Turning Off the Model

Working on Donut Team can be grounding. We don’t use AI to generate mods, write our content, respond to our community, or engineer our systems. We don’t outsource our creativity, and we definitely don’t outsource our understanding.

If we hook into a memory address, we make damn sure to understand what it is doing. If something crashes, we either know why — or we’re going to figure it out ourselves. No chatbot is debugging our assembly hooks for us.

And even if we tried, tools like ChatGPT, Copilot, Gemini, or Claude don’t have the context of our systems. Memory injection and reverse-engineering a 2003 game engine isn’t the same as centering a div on a webpage. These models are trained on broad, common patterns. What we’re doing is niche, stateful, and highly specific. Without deep context, they can only guess, and if they guess, we could jeopardize stability across the hundreds of thousands of machines we're installed on.

That friction forces learning and ownership. Our team asks for help from each other, even when we're time zones apart. We trace problems, reason through edge cases. It reminds me that engineering is still about understanding systems deeply — not just assembling plausible solutions.

With that said, I don't think we're all AI doomers; I think we just share a similar sentiment.
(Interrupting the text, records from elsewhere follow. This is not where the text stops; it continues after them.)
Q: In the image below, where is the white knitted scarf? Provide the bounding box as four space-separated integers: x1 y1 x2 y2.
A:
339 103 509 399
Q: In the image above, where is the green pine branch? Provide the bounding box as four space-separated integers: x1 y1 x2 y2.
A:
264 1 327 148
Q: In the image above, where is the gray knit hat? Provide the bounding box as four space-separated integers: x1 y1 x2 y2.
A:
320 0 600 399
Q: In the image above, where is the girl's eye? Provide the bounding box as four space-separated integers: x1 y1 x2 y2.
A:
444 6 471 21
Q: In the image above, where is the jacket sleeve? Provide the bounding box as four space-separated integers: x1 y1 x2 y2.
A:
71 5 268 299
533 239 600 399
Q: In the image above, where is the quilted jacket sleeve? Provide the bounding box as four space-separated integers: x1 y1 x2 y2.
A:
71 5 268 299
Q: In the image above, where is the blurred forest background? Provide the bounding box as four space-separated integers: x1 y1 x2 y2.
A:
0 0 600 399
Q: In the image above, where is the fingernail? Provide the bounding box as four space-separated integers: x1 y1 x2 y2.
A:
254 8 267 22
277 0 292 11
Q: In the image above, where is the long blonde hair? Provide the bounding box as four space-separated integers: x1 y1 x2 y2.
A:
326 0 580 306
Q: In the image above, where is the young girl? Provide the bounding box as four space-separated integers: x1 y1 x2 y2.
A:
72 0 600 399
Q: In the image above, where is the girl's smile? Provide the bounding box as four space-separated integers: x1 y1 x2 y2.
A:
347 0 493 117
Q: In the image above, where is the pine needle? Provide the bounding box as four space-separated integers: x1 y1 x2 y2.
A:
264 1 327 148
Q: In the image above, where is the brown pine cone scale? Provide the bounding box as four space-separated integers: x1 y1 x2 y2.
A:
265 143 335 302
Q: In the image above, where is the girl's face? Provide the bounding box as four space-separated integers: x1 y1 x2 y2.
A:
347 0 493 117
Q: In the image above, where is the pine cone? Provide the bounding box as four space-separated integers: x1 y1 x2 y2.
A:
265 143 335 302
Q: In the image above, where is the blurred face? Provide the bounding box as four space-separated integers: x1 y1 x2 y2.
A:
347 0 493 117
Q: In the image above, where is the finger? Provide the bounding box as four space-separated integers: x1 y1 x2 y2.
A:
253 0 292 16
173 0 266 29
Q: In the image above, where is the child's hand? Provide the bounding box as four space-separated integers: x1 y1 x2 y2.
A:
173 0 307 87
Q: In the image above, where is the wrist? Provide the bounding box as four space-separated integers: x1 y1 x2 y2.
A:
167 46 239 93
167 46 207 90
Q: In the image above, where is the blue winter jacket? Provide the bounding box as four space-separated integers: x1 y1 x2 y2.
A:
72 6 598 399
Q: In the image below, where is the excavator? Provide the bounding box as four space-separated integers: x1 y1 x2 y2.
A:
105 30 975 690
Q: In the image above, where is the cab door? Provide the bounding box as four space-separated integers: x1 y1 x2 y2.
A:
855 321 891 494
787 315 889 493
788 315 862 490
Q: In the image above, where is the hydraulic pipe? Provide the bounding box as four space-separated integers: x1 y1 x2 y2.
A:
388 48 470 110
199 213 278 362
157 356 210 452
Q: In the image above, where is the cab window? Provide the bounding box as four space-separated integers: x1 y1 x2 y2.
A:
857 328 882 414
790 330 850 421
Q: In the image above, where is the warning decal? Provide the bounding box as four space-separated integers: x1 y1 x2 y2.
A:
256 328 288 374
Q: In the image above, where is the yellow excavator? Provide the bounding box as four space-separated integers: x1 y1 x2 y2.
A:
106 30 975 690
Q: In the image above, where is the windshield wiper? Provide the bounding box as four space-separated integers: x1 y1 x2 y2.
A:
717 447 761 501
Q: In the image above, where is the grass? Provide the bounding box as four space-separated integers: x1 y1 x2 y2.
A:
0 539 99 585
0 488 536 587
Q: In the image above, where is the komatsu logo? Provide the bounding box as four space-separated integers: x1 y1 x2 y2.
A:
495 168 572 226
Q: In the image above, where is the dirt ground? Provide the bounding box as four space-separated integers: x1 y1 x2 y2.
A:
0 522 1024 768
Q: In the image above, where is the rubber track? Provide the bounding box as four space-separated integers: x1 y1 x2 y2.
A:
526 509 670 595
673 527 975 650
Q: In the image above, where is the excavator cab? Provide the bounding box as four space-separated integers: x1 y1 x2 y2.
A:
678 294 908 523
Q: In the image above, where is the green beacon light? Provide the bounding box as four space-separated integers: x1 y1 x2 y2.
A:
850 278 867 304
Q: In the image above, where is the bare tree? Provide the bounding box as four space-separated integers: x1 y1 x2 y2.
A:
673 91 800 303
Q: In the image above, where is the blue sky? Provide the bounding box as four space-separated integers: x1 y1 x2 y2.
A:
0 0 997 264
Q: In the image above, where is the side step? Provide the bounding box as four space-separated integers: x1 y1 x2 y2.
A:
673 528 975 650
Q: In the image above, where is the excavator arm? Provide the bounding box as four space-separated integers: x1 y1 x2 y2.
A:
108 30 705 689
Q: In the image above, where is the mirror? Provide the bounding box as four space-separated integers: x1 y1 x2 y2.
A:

Some of us are more willing to use AI, though at least right now, it is used largely for the business side of things — the things that does not affect our understanding of our product or our community; such as automating our ClickUp, or building a system to track our expenses.

So What Is AI Fatigue, Really?

I don’t hate AI. In some ways, it’s made parts of life and work smoother. I hate not knowing where the line is. I hate feeling like the work I enjoy — the thinking, the reasoning, the deep understanding — is being diluted.

If I outsource too much thought, I lose the part of engineering that made so many of us fall in love with it in the first place: being invaluable thinkers. Engineers are not orchestrators of probabilistic outputs, we are the builders who have connected people across the world. For better, or for worse, that’s one thing I refuse to trade away.

I was recently asked what web development will look like in 24 months. I paused longer than I expected to before answering, “I’m not sure.” The more I think about it, the less predictable it feels. AI has gotten very good at replicating patterns — text, code, structure — but replication isn’t the same as understanding or building anything original. Replication without comprehension doesn’t move the craft forward; it just rearranges what already exists. And if we forget that distinction, we risk hollowing out the very skill set that built this industry.

The world needs to stop treating AI like a savior and start treating it like what it actually is — a tool. The printing press didn’t magically enlighten humanity; it amplified whatever ideas people chose to spread. AI doesn’t create wisdom or progress on its own. It scales human intent.

If there’s one message to take from this, it’s simple: don’t forget you’re human. And yes — I understand the irony that this blog post was AI-assisted. The difference is, the thinking behind it wasn’t.